I spent the rest of the afternoon looking up everything I could find on him and downloading his tunes.

It turns out, like Buddy, he was born in Western Texas and worshiped Buddy Holly. Well, anyone who worships Buddy Holly is already on my good side.

So after Buddy died in 1959, Bobby Fuller, continued his legacy of early rock and roll, West Texas rockabilly style. He did so, with little encouragement after the British invaded, until his death in 1966 at 23 (same age as Buddy, oddly). He made most of his money doing Buddy Holly covers, but he slipped a few originals onto TV and records.

I don't consider myself a Buddy scholar or anything, but I know most of his tunes by heart and don't listen to him so much anymore because I think I am OVERfamiliar.

So I am so excited to find Bobby Fuller, who is like a reintroduction to Buddy Holly.

I would like to introduce you now as well. Three point five readers, this is Bobby Fuller.

1. "A New Shade of Blue" Now if this doesn't sound like anything but an homage to Buddy Holly's "Lonesome Tears," I don't know what does. They way he punctuates his stanzas with that pain in his throat, totally Buddy. And his guitar! His guitar is slow in this tune, but has that beautiful southwestern sound that Buddy perfected.

2. "My Own True Love." This is the southwestern style that so many of the early rockers missed out on, being from Louisiana and Mississippi. I thought Buddy had the market cornered on this. But it sounds like Bobby Fuller learned a thing or two.

3. "The Chase" A departure from his rockabilly style to do an instrumental surf beat that reminds me more of Tarantino movies that Buddy Holly. But you can hear on this track just cool his guitar is.

So that's it. Just figured I'd share my new guy with the world. As always, God bless rock and roll. And, not as often, don't mess with Texas.

Monday, June 6, 2011

What was I writing about, again?

It's pouring outside. And lightning. It's a storm that, were I back home, would be dazzling. I'd want to sit on the porch and watch it, Coke in hand, with my parents. But, it's a daily occurrence here, so I just move on with my life.

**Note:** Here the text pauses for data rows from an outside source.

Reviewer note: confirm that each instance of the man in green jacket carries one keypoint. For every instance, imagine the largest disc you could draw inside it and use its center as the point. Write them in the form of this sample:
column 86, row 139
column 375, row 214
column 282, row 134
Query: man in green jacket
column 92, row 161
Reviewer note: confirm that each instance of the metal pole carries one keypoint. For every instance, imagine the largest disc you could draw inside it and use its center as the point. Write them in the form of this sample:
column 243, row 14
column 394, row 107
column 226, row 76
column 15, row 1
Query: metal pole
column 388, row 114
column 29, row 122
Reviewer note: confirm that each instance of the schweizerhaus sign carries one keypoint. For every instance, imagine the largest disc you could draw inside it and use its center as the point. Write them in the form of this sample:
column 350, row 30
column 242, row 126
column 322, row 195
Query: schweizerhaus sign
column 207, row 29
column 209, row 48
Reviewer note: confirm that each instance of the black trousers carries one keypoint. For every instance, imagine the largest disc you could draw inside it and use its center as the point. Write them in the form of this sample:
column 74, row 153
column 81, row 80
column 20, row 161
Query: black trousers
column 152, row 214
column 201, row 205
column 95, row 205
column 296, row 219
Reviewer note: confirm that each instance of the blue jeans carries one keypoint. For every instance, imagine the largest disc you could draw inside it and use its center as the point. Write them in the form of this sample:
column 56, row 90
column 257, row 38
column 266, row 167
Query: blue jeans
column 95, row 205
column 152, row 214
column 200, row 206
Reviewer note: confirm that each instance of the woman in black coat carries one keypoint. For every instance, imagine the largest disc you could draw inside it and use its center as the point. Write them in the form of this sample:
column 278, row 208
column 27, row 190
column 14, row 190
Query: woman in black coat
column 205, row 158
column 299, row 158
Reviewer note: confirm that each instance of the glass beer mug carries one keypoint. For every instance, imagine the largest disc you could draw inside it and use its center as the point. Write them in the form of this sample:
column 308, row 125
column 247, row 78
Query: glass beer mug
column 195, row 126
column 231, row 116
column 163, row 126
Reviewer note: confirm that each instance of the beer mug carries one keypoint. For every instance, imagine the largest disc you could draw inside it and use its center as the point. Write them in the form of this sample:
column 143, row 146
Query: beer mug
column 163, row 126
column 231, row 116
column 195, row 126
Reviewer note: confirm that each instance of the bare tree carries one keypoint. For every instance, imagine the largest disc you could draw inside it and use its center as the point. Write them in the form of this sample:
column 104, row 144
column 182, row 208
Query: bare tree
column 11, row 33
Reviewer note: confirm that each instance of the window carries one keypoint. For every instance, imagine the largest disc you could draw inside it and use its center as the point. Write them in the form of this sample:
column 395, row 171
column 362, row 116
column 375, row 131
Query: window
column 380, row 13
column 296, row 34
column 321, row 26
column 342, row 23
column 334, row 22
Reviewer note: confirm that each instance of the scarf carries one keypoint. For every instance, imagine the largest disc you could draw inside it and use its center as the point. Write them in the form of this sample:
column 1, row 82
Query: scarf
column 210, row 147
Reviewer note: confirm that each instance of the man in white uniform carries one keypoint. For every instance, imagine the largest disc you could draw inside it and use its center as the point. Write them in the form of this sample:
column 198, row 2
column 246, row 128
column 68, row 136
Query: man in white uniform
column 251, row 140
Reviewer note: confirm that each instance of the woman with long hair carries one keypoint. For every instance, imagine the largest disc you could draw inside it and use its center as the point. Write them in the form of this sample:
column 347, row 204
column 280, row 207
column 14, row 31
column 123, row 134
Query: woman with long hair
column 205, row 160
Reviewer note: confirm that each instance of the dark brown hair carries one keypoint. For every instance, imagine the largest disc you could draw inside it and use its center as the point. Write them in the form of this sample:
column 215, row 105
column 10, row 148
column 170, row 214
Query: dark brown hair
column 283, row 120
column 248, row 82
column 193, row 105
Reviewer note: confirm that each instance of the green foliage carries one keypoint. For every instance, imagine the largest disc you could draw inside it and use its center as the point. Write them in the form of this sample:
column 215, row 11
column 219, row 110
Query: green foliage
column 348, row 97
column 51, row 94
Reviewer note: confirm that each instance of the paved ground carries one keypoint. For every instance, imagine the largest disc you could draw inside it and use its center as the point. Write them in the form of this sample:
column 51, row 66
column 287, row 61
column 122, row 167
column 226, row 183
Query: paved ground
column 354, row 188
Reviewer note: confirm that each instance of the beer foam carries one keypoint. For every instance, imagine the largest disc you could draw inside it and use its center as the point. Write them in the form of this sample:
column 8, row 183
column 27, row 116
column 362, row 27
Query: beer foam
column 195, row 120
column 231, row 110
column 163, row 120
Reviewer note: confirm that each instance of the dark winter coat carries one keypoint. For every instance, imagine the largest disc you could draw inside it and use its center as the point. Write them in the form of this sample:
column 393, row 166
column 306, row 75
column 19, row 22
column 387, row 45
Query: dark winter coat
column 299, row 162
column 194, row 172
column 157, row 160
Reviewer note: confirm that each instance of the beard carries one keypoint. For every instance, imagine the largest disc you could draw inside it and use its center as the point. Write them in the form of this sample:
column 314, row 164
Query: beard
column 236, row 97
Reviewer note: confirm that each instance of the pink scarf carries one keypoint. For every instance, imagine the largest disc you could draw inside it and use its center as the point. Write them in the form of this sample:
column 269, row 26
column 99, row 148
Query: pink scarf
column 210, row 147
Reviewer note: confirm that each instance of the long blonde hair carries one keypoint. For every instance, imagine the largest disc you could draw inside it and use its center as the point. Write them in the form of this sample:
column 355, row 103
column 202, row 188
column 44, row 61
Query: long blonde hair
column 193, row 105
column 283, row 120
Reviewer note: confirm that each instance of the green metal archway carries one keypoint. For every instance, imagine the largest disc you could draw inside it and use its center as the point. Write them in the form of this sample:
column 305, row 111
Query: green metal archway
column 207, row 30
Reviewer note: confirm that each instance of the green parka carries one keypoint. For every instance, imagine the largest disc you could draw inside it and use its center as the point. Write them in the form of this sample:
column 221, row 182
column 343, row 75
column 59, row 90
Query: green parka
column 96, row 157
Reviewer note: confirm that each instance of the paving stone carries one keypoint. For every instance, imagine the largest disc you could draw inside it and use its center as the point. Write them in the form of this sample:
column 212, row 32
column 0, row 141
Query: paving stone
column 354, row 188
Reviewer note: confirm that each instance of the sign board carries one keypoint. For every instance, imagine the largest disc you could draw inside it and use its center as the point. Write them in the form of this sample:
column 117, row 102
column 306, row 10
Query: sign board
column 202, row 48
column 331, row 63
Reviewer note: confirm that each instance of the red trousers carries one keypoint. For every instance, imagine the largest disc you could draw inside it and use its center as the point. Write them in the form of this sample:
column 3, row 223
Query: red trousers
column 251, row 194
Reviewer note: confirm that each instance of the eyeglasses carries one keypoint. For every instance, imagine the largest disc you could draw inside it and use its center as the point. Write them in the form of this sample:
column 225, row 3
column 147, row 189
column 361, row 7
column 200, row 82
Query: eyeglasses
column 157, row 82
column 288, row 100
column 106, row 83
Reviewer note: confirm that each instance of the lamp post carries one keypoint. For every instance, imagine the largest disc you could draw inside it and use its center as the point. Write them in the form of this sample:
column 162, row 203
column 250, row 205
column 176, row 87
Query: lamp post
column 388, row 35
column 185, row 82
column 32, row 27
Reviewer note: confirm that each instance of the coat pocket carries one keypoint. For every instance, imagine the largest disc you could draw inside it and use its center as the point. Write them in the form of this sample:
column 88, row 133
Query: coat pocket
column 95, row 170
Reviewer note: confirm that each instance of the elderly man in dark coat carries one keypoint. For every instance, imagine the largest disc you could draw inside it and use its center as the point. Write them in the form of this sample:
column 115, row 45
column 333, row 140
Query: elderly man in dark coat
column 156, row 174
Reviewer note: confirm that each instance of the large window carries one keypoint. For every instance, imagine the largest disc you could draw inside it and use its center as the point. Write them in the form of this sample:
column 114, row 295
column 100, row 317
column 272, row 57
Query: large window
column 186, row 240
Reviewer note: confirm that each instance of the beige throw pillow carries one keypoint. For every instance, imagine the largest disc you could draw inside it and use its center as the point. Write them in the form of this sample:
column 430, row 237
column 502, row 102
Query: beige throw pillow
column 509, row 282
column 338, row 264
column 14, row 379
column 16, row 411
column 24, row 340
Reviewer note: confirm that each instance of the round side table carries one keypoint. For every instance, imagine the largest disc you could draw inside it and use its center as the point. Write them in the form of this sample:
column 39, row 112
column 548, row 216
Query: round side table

Actually, I'm annoyed at the thunder that is so loud it shakes my apartment and the rain that draws in mosquitoes.

It's strange how something that used to be such a treat now has become a nuisance.

I was going to write about something interesting. Maybe something witty about my two weeks with Dengue fever. Or about that interesting Kurt Vonnegut essay I just read. Or about what I've learned about John Lennon and Phil Ochs lately.

Maybe later.

Right now I'm grouchy about the rain. And lonely. Worse than lonely. Afraid of being alone.

Well, time to watch Planet Earth, be dumbfounded by the greatness of the world around me and wish with my everything that I simply wake up in Omaha, Nebraska.